Ventilator circuits and endotracheal tubes increase the imposed work-of-breathing for the patient. Circuit resistance adds to the resistance of the endotracheal tube. Circuit resistance increases with the addition of a passive humidifier. The resistance through the expiratory limb of the circuit is primarily due to the exhalation valve and PEEP devices. Current generation ventilators use an exhalation valve with a large diaphragm that is electrically controlled, and thus produces a more consistent circuit pressure regardless of flow. Most ventilators use an active exhalation valve during pressure-controlled ventilation, reducing the risk of circuit overpressurization. An active exhalation valve opens and closes to keep pressure in the circuit at the target level set on the ventilator.
The circuit dead space is the volume of the circuit through which rebreathing occurs. It is called mechanical dead space and is functionally an extension of the patient's anatomic dead space. Mechanical dead space is the volume of tubing between the Y-piece and the artificial airway. It becomes particularly important when the patient is ventilated with a small tidal volume. During low tidal volume ventilation, such as is used as part of a lung-protective strategy, the volume of mechanical dead space should be minimized. Dead space is increased with the use of an HME.

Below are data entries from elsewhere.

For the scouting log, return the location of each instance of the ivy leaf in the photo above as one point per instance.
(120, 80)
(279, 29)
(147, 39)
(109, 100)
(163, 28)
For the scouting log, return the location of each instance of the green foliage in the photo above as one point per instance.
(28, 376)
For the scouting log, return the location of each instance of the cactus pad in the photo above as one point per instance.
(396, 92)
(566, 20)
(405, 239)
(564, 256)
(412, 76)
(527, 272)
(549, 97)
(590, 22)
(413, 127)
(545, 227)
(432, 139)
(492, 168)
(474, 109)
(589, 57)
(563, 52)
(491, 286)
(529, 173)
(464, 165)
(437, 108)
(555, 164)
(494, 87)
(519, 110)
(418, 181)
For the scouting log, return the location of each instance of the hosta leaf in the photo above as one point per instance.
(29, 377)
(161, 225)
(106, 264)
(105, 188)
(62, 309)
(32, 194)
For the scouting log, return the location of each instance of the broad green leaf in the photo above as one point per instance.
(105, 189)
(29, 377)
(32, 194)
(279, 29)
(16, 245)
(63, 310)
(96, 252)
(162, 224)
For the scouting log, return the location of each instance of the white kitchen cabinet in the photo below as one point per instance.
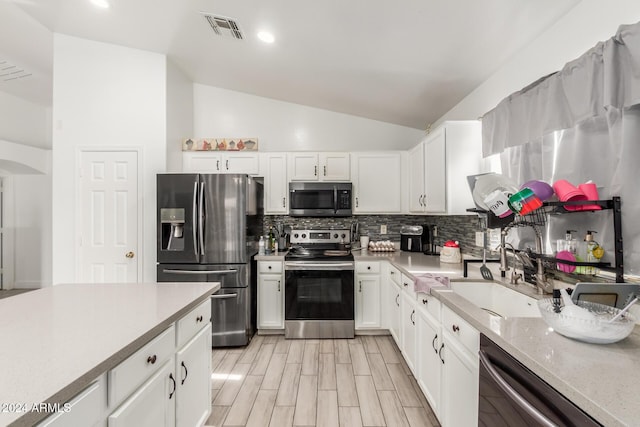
(428, 362)
(270, 295)
(367, 296)
(377, 183)
(221, 162)
(408, 330)
(439, 166)
(193, 380)
(322, 166)
(394, 293)
(460, 375)
(276, 187)
(152, 405)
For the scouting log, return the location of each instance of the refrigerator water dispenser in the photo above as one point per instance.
(172, 220)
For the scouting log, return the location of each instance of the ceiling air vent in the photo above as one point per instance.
(223, 26)
(9, 71)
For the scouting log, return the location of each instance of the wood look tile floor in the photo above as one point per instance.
(275, 382)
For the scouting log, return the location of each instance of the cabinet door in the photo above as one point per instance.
(408, 330)
(394, 295)
(459, 385)
(377, 182)
(367, 309)
(276, 186)
(428, 363)
(202, 162)
(152, 405)
(193, 377)
(270, 301)
(434, 182)
(416, 179)
(248, 163)
(334, 166)
(303, 167)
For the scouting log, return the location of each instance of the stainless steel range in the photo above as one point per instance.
(319, 285)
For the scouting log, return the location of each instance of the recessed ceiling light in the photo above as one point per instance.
(104, 4)
(266, 37)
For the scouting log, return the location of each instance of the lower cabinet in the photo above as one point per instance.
(367, 296)
(429, 365)
(152, 405)
(270, 295)
(408, 330)
(193, 380)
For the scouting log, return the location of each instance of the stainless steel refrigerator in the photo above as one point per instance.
(208, 228)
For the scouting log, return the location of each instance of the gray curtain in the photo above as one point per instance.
(607, 76)
(580, 124)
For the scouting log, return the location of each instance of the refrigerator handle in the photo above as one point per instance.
(201, 219)
(193, 219)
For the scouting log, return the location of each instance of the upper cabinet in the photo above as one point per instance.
(377, 183)
(221, 162)
(323, 166)
(439, 166)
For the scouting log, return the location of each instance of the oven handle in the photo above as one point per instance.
(318, 266)
(512, 394)
(198, 272)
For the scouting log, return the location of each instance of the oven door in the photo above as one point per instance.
(319, 295)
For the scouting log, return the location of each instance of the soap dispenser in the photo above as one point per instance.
(593, 252)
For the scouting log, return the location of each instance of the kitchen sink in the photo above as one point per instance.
(496, 299)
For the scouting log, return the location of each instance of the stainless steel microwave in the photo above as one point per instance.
(320, 198)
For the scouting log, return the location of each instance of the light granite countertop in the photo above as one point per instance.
(57, 340)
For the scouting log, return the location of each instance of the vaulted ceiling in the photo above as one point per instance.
(406, 62)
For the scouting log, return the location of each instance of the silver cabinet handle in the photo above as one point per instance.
(513, 395)
(198, 272)
(224, 296)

Many current generation ventilators pass a bias flow of gas through the circuit during the expiratory phase. The purpose of this bias flow is to improve triggering during flow-triggered ventilation. Due to this bias flow, it is not possible to accurately measure tidal volume or exhaled gas concentrations by attaching flow and gas measuring sensors distal to the exhalation outlet on the ventilator.

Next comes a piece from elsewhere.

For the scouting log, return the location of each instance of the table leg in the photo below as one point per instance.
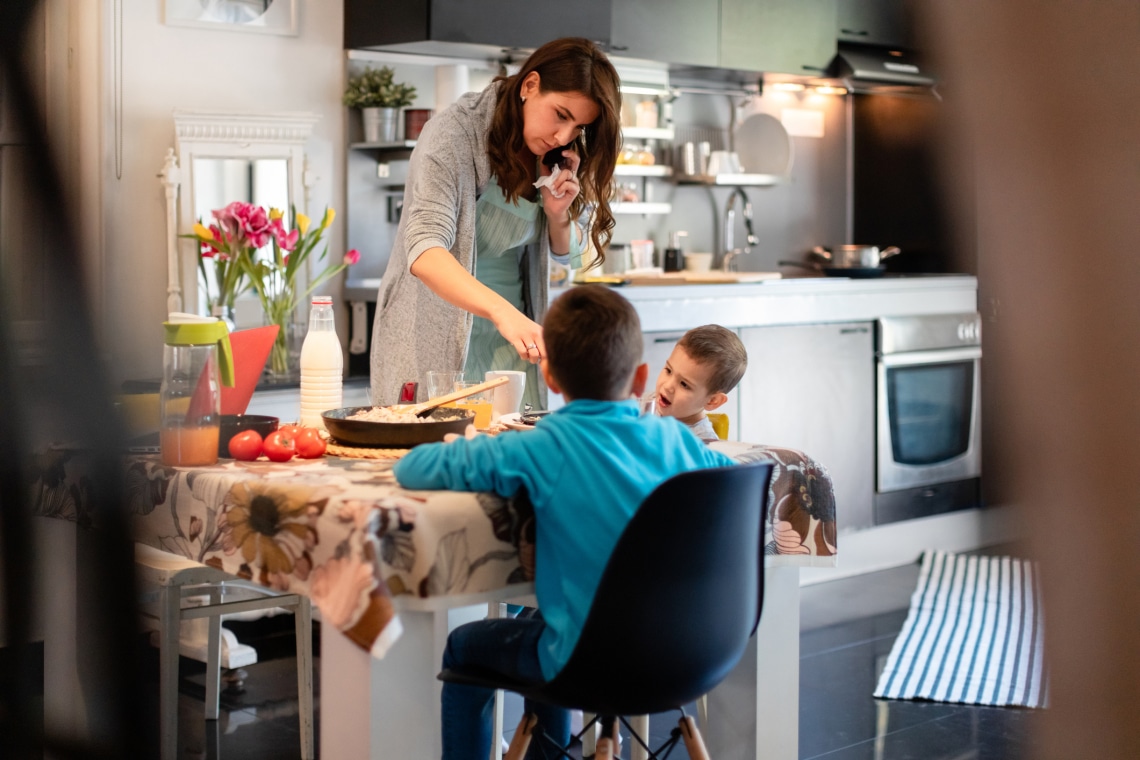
(387, 708)
(755, 711)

Intubated mechanically ventilated patients are at risk for nosocomial pneumonia. In the past, the ventilator circuit has been implicated in the risk of ventilator-associated pneumonia. However, the source of contamination of the lower respiratory tract is usually aspiration of upper airway secretions from around the cuff. Ventilator-associated pneumonia (VAP) might be better called endotracheal tube-associated pneumonia. Ventilator circuits do not need to be changed on a scheduled basis. Circuit changes are only necessary between patients, if the circuit malfunctions, or when the circuit is visibly soiled. There is no strong evidence that the use of a heated wire circuits or an HME decreases the risk of VAP.
The patient-ventilator system should be evaluated periodically related to the technical aspects of the ventilator system and the pathophysiology of the patient. The patient-ventilator system check is a documented evaluation of a ventilator and the patient's response to mechanical ventilatory support. It should be performed at regular intervals and more frequently if the patient becomes unstable or requires ventilator adjustments. A flow sheet is typically used to record these assessments.
Perhaps the most troublesome aspect of ventilator troubleshooting is the detection and correction of circuit leaks. These must be corrected promptly to prevent patient harm due to hypoventilation. To avoid patient injury due to hypoxia (and possibly death), a disconnect alarm must be set at all times. The disconnect alarm is usually low exhaled volume or low airway pressure. A manual resuscitator should be at the bedside of all mechanically ventilated patients to allow ventilation in the event of a ventilator failure.
Between patients, all ventilators should be calibrated and an operational verification procedure should be conducted as recommended by the manufacturer. With current generation microprocessor ventilators, sophisticated integral computerized self-test diagnostics are used. At manufacturer-determined intervals, more complete ventilator preventive maintenance is required.